|Developed by:||Naughty Dog|
Super Mario Kart has a lot to answer for. Nintendo’s long-running kart series first launched on the SNES in 1992, ushering in an era of kart-based racing as seemingly every developer tried to cram a roster of madcap characters into a racing environment. Sonic Drift, Diddy Kong Racing, Bump ‘n’ Burn, each owes a debt to Mario and chums.
Not to be left out, Crash would join the party in 1999. After battling his nemesis Dr Neo Cortex over 3 brutal games, what could be better than to invite them all for a down and dirty kart race?
Development on CTR began shortly after Crash 2 wrapped and was originally conceived as potential stand alone game before the Crash franchise was bolted on top. It would be the final Crash game developed by Naughty Dog. It received rave reviews across the board, going on to sell in excess of 2 million copies globally.
Let’s get the obvious stuff out of the way first. Those familiar with Mario Kart will have a broad idea of what to expect. This is circuit-based Kart racing, utilising a roster of familiar characters, each with their own strengths and weaknesses. There are weapons to be picked up, speed boosts, short cuts, time trials and unlockables galore. So far, so very Mario.
Superficially the resonance to Mario Kart is strong. Crash-themed crates may replace the question mark squares for power-ups, exploding test tubes might replace banana skins, rockets might replace shells but we’re not fooled.
There are echoes of Mario in the racing too, although also some distinct differences. There is a real sense of speed as you blast off the line, timing your rev for a cheeky speed boost. whilst hitting jump into corners gives the option for a power slide and another speed boost.
Arcade mode and time trials let you dip in and out to test the tracks and sample the characters but the meat of the action is in the Adventure mode. Cleverly adapting the warp room set up of Crash 1 and 2, you move around an island to find the next race to compete in, progress to the next achieved only be besting an end of level boss.
It’s a neat mechanic, giving a sense of tangible progression, each zone offering a different setting, themed around the boss character. Again, in a nod to the platform games, once beaten each race can be tackled again to race a time trial or collect a set of letters hidden throughout the course, completion awarding extra trophies which in turn unlock further courses.
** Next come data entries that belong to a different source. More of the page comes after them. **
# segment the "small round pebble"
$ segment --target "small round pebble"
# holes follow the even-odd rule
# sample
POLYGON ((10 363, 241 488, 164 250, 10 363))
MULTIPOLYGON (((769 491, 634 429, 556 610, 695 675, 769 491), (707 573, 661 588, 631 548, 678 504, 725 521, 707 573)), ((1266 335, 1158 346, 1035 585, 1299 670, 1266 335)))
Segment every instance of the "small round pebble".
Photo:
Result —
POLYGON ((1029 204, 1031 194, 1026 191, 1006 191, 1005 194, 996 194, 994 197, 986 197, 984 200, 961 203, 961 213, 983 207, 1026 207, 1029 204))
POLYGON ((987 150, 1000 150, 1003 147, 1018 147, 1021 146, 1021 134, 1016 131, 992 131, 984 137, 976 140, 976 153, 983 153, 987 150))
The boss races offer a different spin on the formula. It is just you against the boss over a couple of laps, tasking you with finishing first whilst he chucks explosives at you from the back of his car.
Much like Crash himself, racing action is punchy and aggressive. Progression is only achieved by winning each race (2nd place is 1st loser, kids) which adds an immediacy to the action. Courses are generally a good length, comparable to those of the Wii / Wii U era Mario Kart, hitting that sweet spot whereby you can learn the layout whilst still providing variety. Other racers are aggressive, forcing you to also race aggressively or be left behind. Should you take a whack or go plunging off the side of a bridge the courses are long enough to give you a chance to get back in the thick of the action, often leading to an intense finish.
In some ways it is unfair to keep comparing to Mario Kart but when that title is such an obvious influence it is only natural. in that regard, the structure of the game may leave some cold, Mario’s cup-based approach to races offering a more structured set up. In fact this compares favourably with the Wii iteration, with its combination of jumps and roadside obstacles.
As a general rule of thumb, PS1-era games have not aged well. This nascent period of 3D gaming was ground breaking at the time but now often look like a blocky mess with facial animation showing about as much life as a typical England World Cup qualifying performance.
Given its cartoon styling, Crash escapes some of this to an extent. Indeed visually this is very close to his platforming exploits, no surprise given their shared development time. Those blocky textures are there for sure. Play this on an HD TV and you might be forgiven for thinking you are playing a moving wall. But look beyond the quite natural ravages of time and the enduring quality of Naughty Dog’s work shines through, as it so often does. Each of the characters is brought to life through both animation and limited voice work. Tracks are well animated too, be it snapping plants or dirty great mine carts that hurtle across the track and squish you flat. Again, it reminds me of Mario Kart on the Wii, suggesting perhaps that whilst Naughty Dog sought inspiration from Mario’s first kart antics, Nintendo weren’t shy at taking a sniff round Crash.
I found it interesting too to see how well Crash fit into this expanded environment. Both Mario and Sonic, with the collection of offshoot games, have a well established cast of characters and environments. With just the 3 main Crash games, and all from the PS1, it is easy to assume that Crash doesn’t have such well established canon. Yet actually this setting reveals the depth of the roster whilst the range of traps and obstacles from the platform games translate well into race-based weapons.
It may share some common ground with Mario Kart but this is no clone. An excellent expansion of the Crash universe, putting the characters and locations to good use, not to mention a damn fine racer in its own right.